Outcomes of care for Iowa Medicaid
managed care enrollees

 

 

State fiscal year 2006

 

 

 

 

 

 

 

Final report to the Iowa Department of Human Services

 

 

 

 

Elizabeth T Momany, Ph.D

Associate Research Scientist

 

Peter C. Damiano, DDS, MPH

Professor and Director

 

Knute D. Carter, BSc (Ma&CompSc) (Hons)

Graduate Research Assistant

 

 

Health Policy Research Program

Public Policy Center

The University of Iowa

 

 

July 31, 2007

 

 

This study was supported by the Iowa Department of Human Services and the U.S. Department of Health and Human Services, Centers for Medicare and Medicaid Services. The results and views expressed are the independent products of university research and do not necessarily represent the views of the funding agencies or The University of Iowa.



Acknowledgements

 

The authors would like to thank Mr. Dennis Janssen, Bureau Chief Managed Care and Clinical Services, Iowa Medicaid Enterprise, Iowa Department of Human Services for his assistance with the completion of this research.

 

Special thanks to our colleagues at the Public Policy Center. Professor David Forkenbrock, Founding Director, who provided the valuable resources of the Center to us. A very special thank you to Kevin Sellers for his development and maintenance of the database used to house and analyze the data. Kathy Holeton, administrative assistant, Teresa Lopes, editor, Cole Grolmus, student computer specialist, and Peggy Waters, secretary all provided valuable assistance to this research


Table of Contents

 

Outcomes of care for Iowa Medicaid managed care enrollees SFY 2006. 1

Introduction. 1

Eligibility. 1

Outcome measures. 3

Well-child visits in the first 15 months of life. 3

Performance target 5

Well-child visits in the third, fourth, fifth and sixth years of life. 6

Performance target 7

Annual dental visit 8

Performance target 9

Children and adolescents’ access to primary care practitioners. 9

Performance target 10

Use of appropriate medications for people with asthma. 11

Performance target 13

Adults’ access to preventive/ambulatory health services. 13

Performance target 14

Prenatal and Postpartum Care. 14

Performance target 17

Comprehensive diabetes care: Hemoglobin A1c testing. 17

Performance target 18

Appendix A: Summary of Outcomes by managed care plan, SFY 2006. 19

Appendix B: Summary of Outcomes by managed care plan, SFY 2005. 20

Appendix C: Summary of Outcomes by managed care plan, SFY 2004. 22

Appendix D: Summary of Outcomes by managed care plan, SFY 2003. 23

Appendix E: Technical specifications for outcomes measures. 24

 

 



Outcomes of care for Iowa Medicaid managed care enrollees
SFY 2006

Introduction

The current movement to Pay-for-Performance by insurers continues to increase the importance of using valid outcome measures and understanding the results they generate. The Iowa Medicaid program has been involved in utilizing HEDIS outcome measures for over 10 years to improve quality of care. Since 2003, the outcome measures utilized have remained constant and include: well-child visits in the first 15 months of life; well child-visits in the 3rd, 4th, 5th, and 6th years of life; children and adolescents’ access to primary care providers; annual dental visit; use of appropriate medications for people with asthma; adults’ access to preventive/ambulatory health services; hemoglobin A1c testing; and prenatal and postpartum care.
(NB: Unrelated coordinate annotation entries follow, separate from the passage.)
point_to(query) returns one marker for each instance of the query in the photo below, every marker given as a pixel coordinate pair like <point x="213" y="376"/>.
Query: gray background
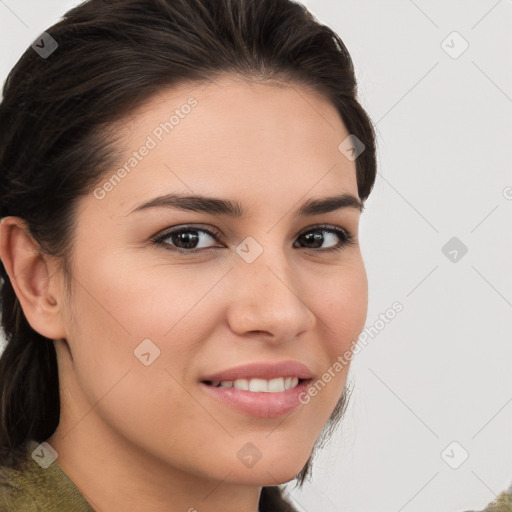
<point x="439" y="372"/>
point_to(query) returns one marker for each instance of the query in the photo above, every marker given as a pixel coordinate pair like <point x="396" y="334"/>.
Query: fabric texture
<point x="32" y="488"/>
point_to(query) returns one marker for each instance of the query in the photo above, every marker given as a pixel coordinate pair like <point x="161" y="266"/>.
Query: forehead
<point x="233" y="137"/>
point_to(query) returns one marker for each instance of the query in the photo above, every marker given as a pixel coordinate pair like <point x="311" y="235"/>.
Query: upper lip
<point x="262" y="370"/>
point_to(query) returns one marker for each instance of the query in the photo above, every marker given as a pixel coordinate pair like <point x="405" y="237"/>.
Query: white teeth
<point x="277" y="385"/>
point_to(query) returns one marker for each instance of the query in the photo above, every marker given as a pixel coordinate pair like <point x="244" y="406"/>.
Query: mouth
<point x="257" y="385"/>
<point x="257" y="397"/>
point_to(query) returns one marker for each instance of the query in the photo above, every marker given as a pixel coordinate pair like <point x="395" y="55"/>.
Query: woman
<point x="181" y="187"/>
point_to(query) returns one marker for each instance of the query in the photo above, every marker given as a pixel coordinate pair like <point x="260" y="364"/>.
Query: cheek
<point x="343" y="306"/>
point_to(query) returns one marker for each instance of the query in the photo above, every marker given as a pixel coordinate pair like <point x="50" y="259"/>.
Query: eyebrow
<point x="216" y="206"/>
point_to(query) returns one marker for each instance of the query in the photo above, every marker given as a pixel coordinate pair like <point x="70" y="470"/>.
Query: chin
<point x="271" y="472"/>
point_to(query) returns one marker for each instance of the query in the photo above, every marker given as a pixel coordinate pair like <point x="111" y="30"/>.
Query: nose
<point x="268" y="299"/>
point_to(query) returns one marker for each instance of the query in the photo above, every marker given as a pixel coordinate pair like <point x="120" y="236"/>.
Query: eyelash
<point x="344" y="235"/>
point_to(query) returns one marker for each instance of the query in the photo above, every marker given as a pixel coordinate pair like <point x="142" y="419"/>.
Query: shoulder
<point x="39" y="484"/>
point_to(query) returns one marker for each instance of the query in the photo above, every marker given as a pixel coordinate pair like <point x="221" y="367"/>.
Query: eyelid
<point x="346" y="236"/>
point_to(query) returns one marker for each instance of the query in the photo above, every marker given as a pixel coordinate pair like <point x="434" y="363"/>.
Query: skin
<point x="136" y="437"/>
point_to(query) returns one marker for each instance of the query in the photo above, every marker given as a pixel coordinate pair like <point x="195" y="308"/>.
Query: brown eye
<point x="336" y="239"/>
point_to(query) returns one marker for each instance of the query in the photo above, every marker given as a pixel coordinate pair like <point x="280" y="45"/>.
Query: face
<point x="165" y="295"/>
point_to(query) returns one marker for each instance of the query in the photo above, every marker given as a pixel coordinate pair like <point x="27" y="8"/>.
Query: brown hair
<point x="54" y="146"/>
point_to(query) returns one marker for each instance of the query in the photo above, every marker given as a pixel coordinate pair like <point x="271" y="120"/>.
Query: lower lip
<point x="260" y="404"/>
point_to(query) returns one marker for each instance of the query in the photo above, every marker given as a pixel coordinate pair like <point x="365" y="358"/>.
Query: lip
<point x="259" y="404"/>
<point x="262" y="370"/>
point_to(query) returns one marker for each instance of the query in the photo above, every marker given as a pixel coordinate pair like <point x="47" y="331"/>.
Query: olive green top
<point x="36" y="488"/>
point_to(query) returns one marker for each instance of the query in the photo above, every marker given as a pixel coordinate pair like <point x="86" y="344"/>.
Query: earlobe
<point x="30" y="277"/>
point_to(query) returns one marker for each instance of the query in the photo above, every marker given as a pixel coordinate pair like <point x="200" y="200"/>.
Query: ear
<point x="36" y="288"/>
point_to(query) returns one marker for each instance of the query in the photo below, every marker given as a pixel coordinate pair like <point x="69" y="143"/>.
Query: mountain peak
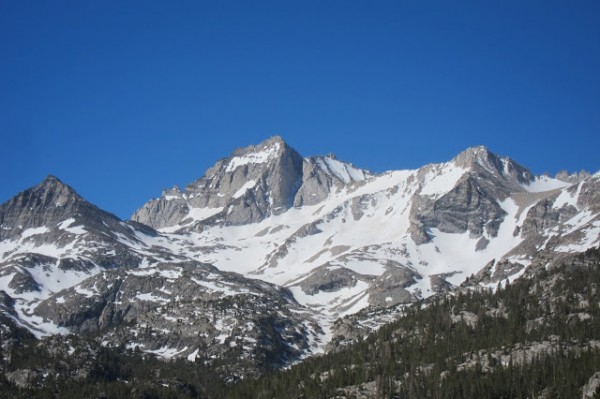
<point x="482" y="159"/>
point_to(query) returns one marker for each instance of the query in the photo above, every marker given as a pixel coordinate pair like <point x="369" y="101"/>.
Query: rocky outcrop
<point x="250" y="185"/>
<point x="187" y="310"/>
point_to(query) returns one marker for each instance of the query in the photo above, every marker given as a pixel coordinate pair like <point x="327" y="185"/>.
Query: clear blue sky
<point x="121" y="99"/>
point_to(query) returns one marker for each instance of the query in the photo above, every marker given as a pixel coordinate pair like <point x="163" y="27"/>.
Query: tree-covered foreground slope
<point x="537" y="337"/>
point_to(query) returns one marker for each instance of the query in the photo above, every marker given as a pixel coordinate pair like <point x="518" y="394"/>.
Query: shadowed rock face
<point x="187" y="307"/>
<point x="366" y="241"/>
<point x="251" y="184"/>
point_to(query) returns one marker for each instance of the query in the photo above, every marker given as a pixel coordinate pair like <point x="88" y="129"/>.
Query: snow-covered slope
<point x="311" y="239"/>
<point x="386" y="239"/>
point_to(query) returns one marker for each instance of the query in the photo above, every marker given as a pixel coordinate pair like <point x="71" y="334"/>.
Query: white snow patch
<point x="544" y="183"/>
<point x="149" y="297"/>
<point x="440" y="181"/>
<point x="192" y="356"/>
<point x="252" y="158"/>
<point x="247" y="186"/>
<point x="34" y="231"/>
<point x="66" y="226"/>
Outcome measures are computed with regard to the managed care eligible Medicaid population. Most measures require that an enrollee be eligible for at least 11 months of the year for which the measure is being calculated. For well-child visits in the first 15 months of life children must be enrolled for 14 of the first 15 months of life. For prenatal and postpartum care various enrollment periods are utilized to determine the rates.
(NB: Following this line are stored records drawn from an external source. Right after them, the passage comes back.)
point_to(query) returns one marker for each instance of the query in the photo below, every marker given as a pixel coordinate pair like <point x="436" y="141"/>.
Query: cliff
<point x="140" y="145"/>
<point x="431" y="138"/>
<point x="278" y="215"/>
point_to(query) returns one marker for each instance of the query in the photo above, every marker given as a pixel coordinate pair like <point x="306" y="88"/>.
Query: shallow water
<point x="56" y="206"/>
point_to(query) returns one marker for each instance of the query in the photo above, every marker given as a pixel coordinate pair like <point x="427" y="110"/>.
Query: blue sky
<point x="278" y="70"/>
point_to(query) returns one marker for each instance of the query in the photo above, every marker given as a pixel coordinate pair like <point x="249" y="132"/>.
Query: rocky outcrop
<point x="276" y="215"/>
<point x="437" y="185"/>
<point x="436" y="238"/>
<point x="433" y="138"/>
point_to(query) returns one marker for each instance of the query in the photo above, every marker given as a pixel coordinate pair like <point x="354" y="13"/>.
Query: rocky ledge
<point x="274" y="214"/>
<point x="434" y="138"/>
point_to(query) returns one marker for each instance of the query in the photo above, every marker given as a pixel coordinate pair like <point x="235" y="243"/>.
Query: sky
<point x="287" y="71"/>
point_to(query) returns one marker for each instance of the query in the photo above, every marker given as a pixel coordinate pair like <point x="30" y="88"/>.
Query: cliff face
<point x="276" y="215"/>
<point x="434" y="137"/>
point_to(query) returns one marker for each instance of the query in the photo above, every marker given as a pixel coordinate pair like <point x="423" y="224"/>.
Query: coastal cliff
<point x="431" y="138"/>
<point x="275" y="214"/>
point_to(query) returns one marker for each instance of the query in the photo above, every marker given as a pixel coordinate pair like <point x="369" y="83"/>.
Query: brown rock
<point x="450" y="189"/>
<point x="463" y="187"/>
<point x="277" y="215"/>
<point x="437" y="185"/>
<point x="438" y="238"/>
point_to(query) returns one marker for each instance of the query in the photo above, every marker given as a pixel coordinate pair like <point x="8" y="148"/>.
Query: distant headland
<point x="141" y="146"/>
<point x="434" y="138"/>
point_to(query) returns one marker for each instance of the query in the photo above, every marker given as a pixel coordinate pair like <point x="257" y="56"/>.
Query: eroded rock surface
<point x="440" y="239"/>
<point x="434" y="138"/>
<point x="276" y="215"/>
By coupling the HEDIS outcome measures with the CAHPS survey results, we are able to paint a reliable picture about the care that is received through the Medicaid program. In addition, we are able to compare our rates at the program level with rates from across the nation for other Medicaid programs and a variety of commercial insurers and are able to compare our rates over time.

Eligibility

Within the managed care eligible Medicaid program we have broken the enrollees into three groups: those enrolled in an HMO (Coventry), those in MediPASS, and those in the fee-for-service (FFS) or traditional Medicaid program. For most outcomes, enrollees had to be eligible for at least 11 months during the state fiscal year (SFY) 2006. Of those eligible for at least 11 months during SFY 2006: 4,205 were in an HMO; 109,075 were in MediPASS; and 38,504 were in FFS. A comparison of demographics for this population as compared to the state are shown in Table 1, while the age and gender breakdowns are shown in Table 2.

The population of Medicaid eligible people enrolled in a TANF-related program for at least 11 months during SFY 2006 are younger than the state population. These enrollees are also more likely to be female and non-caucasian. Based on the demographics of this group we know that they will have a more difficult time accessing medical care, once again highlighting the importance of calculating and tracking relevant outcome measures.

The number of people within the program for at least 11 months rose by almost 20% (more than 24,000), from SFY 2005 to SFY 2006. This increase was distributed across all age and gender groups, however the largest increase was for males 19 to 21 years of age with an increase of 29.3% (258 people). However, the most people were added in the category of girls and boys 7–12 years of age.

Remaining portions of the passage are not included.